The bill is actually package of City Council legislation known as the Right To Know Act. Backed by a majority of Council members, it would have reshaped police interactions with the public, requiring officers—among other things — to inform people of their right to refuse a search in some cases.

Now, after years of debate, Council Speaker Melissa Mark-Viverito is shelving the legislation in favor of an agreement with the NYPD to implement some of the changes internally.

And reformers, including some Council members and family of those killed by police, are accusing her of undermining real reform.

"Without a real law, we have little to no legal recourse or oversight when the rules are not followed," said Beverly Tillery, an activist with the NYC Anti-Violence Project.

"The chokehold has been banned for decades," said Gwen Carr, the mother of Eric Garner, who died in a police chokehold. "Did they follow it? No. Did they stand accountable for it? No."

But Mark-Viverito is standing her ground.

"I believe that this is the right approach," Viverito said.

Fielding numerous questions on the topic at two separate events Wednesday.

She said the bill’s sponsors were informed throughout the process, and that these changes are more likely to stick and more immediate, with all officers trained within the next nine months.

"There are concerns that the legislation may have been challenged," Viverito said. "Any challenge to any law puts a hold on the implementation of that law. This is going into effect right away."

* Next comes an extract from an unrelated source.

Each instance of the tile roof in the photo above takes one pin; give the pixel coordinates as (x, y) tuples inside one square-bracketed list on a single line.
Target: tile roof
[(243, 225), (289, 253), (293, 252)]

She was backed by the mayor, who called it a practical way to effect change.

"There’s more than one way to win," said Mayor Bill de Blasio. "We’re going to address the very concerns the City Council had right now in a tangible way that will improve lives in our communities."

 Speaker Mark-Viverito said the Council will monitor the progress of the NYPD’s implementation, including holding oversight hearings. And she left open the possibility that pieces of the Right to Know Act could be revived, saying the door is not closed to legislation.